I only think you are crazy because you don't live next door to me so I can play with all your fluffs!!:wub::wub::wub::wub: <-----four fluffs:aktion033:


----------



## pippersmom (May 21, 2012)

Awwwwww congratulations and I can't wait to see puppy pictures. :wub: I had thought I already replied to this but must have forgot to hit SUBMIT.


----------



## maggieh (Dec 16, 2007)

Lou's Mom said:


> Thanks Shelly - there are several of you who have been very sweet to me and I appreciate it. But since I'm not meeting the standards of the forum, I will take my Mixed Breeds and go elsewhere.

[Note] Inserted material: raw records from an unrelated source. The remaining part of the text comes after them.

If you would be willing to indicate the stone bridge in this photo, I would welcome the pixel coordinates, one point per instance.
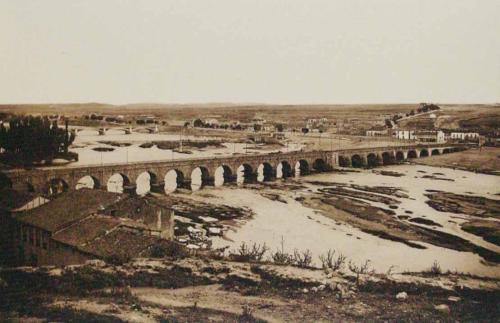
(195, 173)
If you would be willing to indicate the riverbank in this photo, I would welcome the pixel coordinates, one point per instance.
(485, 160)
(201, 289)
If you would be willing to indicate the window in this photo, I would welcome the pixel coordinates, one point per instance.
(38, 237)
(44, 241)
(32, 235)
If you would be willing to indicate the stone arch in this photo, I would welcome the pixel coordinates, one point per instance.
(344, 161)
(117, 183)
(173, 180)
(284, 170)
(57, 186)
(301, 167)
(388, 158)
(200, 177)
(145, 182)
(412, 154)
(265, 172)
(5, 181)
(357, 161)
(320, 165)
(244, 174)
(88, 181)
(400, 156)
(223, 174)
(372, 160)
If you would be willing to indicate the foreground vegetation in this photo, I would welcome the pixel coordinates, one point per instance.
(185, 288)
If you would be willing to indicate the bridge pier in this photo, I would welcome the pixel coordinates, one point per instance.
(306, 162)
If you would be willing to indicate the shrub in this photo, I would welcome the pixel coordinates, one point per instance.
(245, 253)
(118, 259)
(328, 261)
(435, 269)
(361, 269)
(169, 250)
(280, 257)
(302, 259)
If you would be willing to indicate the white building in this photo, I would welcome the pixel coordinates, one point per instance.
(464, 135)
(404, 134)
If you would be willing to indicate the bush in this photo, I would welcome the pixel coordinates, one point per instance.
(302, 259)
(280, 257)
(435, 269)
(361, 269)
(250, 254)
(118, 259)
(328, 261)
(169, 250)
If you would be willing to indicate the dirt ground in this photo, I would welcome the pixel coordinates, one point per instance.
(203, 290)
(484, 160)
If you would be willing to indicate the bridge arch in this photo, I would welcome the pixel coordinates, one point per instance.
(412, 154)
(173, 180)
(200, 177)
(244, 174)
(284, 170)
(388, 158)
(57, 186)
(400, 156)
(117, 183)
(320, 165)
(301, 167)
(265, 172)
(5, 181)
(372, 160)
(144, 182)
(88, 181)
(223, 174)
(344, 161)
(357, 161)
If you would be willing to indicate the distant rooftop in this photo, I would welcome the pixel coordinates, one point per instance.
(69, 208)
(11, 199)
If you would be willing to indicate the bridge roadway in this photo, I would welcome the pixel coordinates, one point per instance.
(272, 165)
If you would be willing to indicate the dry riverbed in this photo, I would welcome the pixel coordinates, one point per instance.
(200, 289)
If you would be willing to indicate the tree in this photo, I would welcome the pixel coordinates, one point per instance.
(30, 139)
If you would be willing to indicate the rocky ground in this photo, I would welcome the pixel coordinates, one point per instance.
(348, 204)
(484, 213)
(201, 289)
(485, 160)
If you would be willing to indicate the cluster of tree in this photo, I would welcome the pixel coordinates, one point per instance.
(423, 108)
(198, 123)
(32, 139)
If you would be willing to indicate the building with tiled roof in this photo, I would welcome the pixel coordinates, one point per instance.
(88, 224)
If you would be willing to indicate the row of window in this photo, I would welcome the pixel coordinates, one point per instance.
(34, 237)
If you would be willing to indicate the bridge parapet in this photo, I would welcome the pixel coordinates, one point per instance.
(38, 178)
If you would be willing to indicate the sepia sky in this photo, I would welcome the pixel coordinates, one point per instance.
(286, 51)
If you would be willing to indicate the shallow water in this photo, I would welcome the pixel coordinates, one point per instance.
(303, 228)
(86, 140)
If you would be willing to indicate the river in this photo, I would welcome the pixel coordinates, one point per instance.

If you read the home page, you will see that we are passionate about and do not condone irresponsible breeding and backyard breeding, nor do we support those who have been educated on the consequences yet continue to engage or support those activities. Unfortunately, irresponsible breeding will not stop as long as there are people willing to put money in the pockets of irresponsible breeders. 

And your comment about health problems being the reason the spay was not done is concerning; I certainly hope that wasn't in reference to the mother dog and that she was bred in spite of ongoing health problems. 

This forum is a great resource about responsible breeding, rescue, and health issues. Mixed breeds are welcome - Tessa is a mix that I adopted through a rescue. What this forum does not support is the continued advocacy of irresponsible breeding, and mixing breeds is irresponsible.


----------